Conclusions and future perspectives

There is now strong evidence that platelet–leukocyte interactions within the vasculature increase in cardiovascular disease, or even upon acquisition of risk factors for such diseases (e.g. hypertension or dyslipidaemia). A major question to be answered is whether these interactions are consequential or causal in inflammatory disease. Certainly, platelets are important in disease progression in animal models of atherosclerosis. Moreover, both in vivo and in vitro data suggests that part of their contribution to pathology is by recruitment of leukocytes to the vessel wall. Apparently direct interaction of platelets with arterial ECs can lead to this increase in leukocyte trafficking.
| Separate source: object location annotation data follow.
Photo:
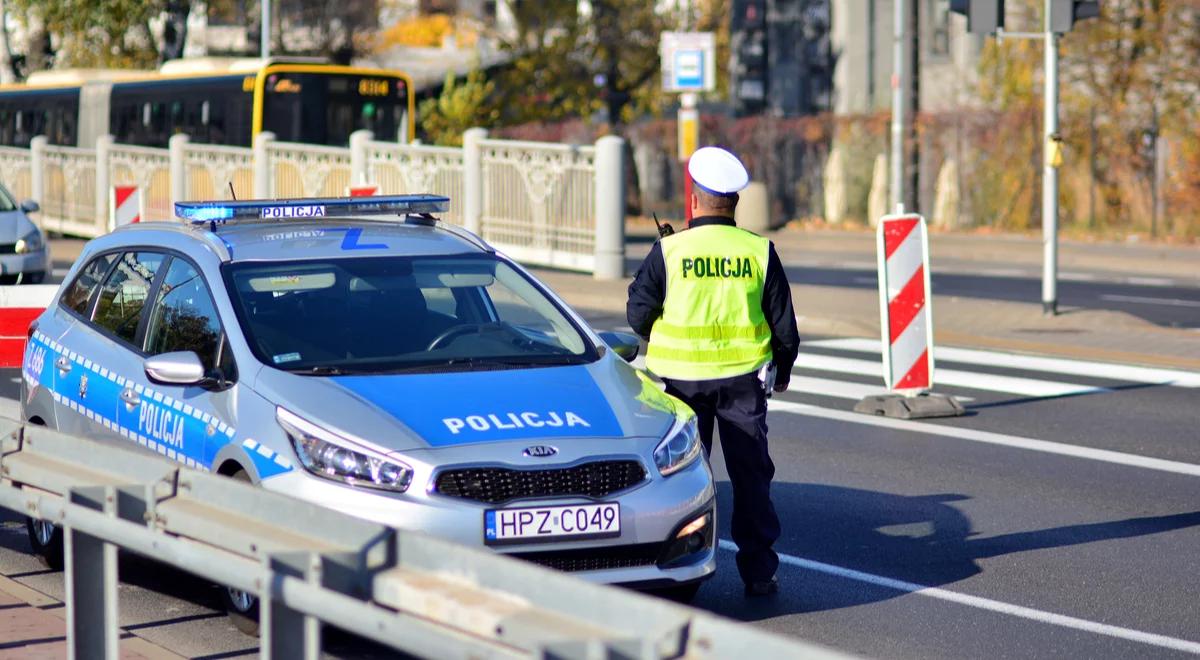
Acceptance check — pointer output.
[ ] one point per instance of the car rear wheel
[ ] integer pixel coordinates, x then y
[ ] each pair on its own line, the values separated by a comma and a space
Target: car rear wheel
241, 606
46, 538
Interestingly, there is sufficient evidence to suggest that this process selectivity recruits monocytes, which are the precursors of inflammatory foam cells in atherosclerotic plaque. Other modes of platelet leukocyte interaction that lead to leukocyte recruitment should not be discounted. The formation of heterotypic aggregates in circulating blood is known to increase in many pathologies, including cardiovascular diseases. However, whether these interactions are consequential or causal of disease remains to be determined experimentally. The developing field of microvesicle biology is likely to have an important influence on our understanding of platelet-mediated leukocyte recruitment in cardiovascular diseases. PMV play an important role in the thrombotic disease and coagulopathies [208] and they have been shown to interact with ECs in vitro, resulting in the recruitment of leukocytes. Like platelets, PMV form heterotypic aggregates with leukocytes in whole blood (unpublished observations). Again, whether these interactions are consequential or causal of disease remains to be determined experimentally.
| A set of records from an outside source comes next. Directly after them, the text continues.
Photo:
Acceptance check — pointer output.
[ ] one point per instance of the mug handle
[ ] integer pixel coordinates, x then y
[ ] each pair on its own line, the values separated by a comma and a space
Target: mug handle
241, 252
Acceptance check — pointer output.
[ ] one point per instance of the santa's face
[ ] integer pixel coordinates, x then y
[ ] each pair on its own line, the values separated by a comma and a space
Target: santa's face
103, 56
So far, the known routes of platelet-mediated leukocyte recruitment are based on adhesion receptors and signalling pathways that regulate haemostasis and leukocyte trafficking during inflammation. However, it would be naïve to think that these represent an exhaustive list. Probably, new adhesive and regulatory pathways are still to be described. Indeed, the identification of CLEC-2 [209], a novel activation receptor on platelets is an exemplar of such a scenario. The only known physiological ligand for CLEC-2 is podoplanin [210], and Herzog et al. [211] showed that interactions between platelet borne CLEC-2 and podoplanin on the fibroblastic reticular cells cuffing high endothelial venules (HEV) of lymph nodes was necessary for integrity of this vascular bed and to ensure the regulated traffic of lymphocytes. Although this interaction maintains a homeostatic pathway in the immune system, it is likely that novel modes of platelet–leukocyte–vessel wall interaction will support pathological interactions in cardiovascular disease.
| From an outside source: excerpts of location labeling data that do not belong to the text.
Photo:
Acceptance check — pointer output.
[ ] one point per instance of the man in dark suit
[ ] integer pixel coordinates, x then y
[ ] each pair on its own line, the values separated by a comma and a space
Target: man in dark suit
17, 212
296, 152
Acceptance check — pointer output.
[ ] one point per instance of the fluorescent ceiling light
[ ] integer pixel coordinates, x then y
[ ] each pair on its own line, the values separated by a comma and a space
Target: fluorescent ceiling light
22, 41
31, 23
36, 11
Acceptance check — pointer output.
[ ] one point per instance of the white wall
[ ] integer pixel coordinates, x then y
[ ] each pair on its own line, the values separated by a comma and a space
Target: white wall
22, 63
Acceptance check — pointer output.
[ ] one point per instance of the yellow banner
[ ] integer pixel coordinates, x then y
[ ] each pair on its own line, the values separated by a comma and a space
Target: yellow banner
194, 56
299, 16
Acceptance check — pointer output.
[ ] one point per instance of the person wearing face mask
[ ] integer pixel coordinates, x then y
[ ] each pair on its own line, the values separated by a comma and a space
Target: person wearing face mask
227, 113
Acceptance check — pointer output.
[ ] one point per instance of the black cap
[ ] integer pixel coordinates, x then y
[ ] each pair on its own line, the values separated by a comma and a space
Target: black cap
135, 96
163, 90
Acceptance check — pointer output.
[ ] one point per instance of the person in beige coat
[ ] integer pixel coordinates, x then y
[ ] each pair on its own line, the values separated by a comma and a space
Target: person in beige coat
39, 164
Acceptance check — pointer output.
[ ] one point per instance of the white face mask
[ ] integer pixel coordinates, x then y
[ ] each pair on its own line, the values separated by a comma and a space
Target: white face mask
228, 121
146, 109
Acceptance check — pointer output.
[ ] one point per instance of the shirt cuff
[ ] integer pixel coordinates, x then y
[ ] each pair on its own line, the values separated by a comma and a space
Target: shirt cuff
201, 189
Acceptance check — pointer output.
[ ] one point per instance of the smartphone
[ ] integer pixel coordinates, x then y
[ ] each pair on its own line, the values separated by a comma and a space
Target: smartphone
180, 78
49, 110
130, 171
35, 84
Whether intervening in platelet-mediated leukocyte recruitment will have efficacy in cardiovascular disease is still an open question. In animal models, blockade of platelet activation or platelet adhesion retards plaque development. However, in patients with established atherosclerosis, current anti-platelet therapies do not effect disease progression. Current therapeutic options were not designed to target platelets involved in these pathways and this could account for this lack of efficacy. As our understanding of the biology underlying these pathways increases, so should our ability to precisely target them with pharmacological agents.

Declaration of interest

The authors report no declarations of interest. GER is supported by the British Heart Foundation at Project Grant (PG/11/49/28983) and Programme Grant (RG/12/7/29693) level.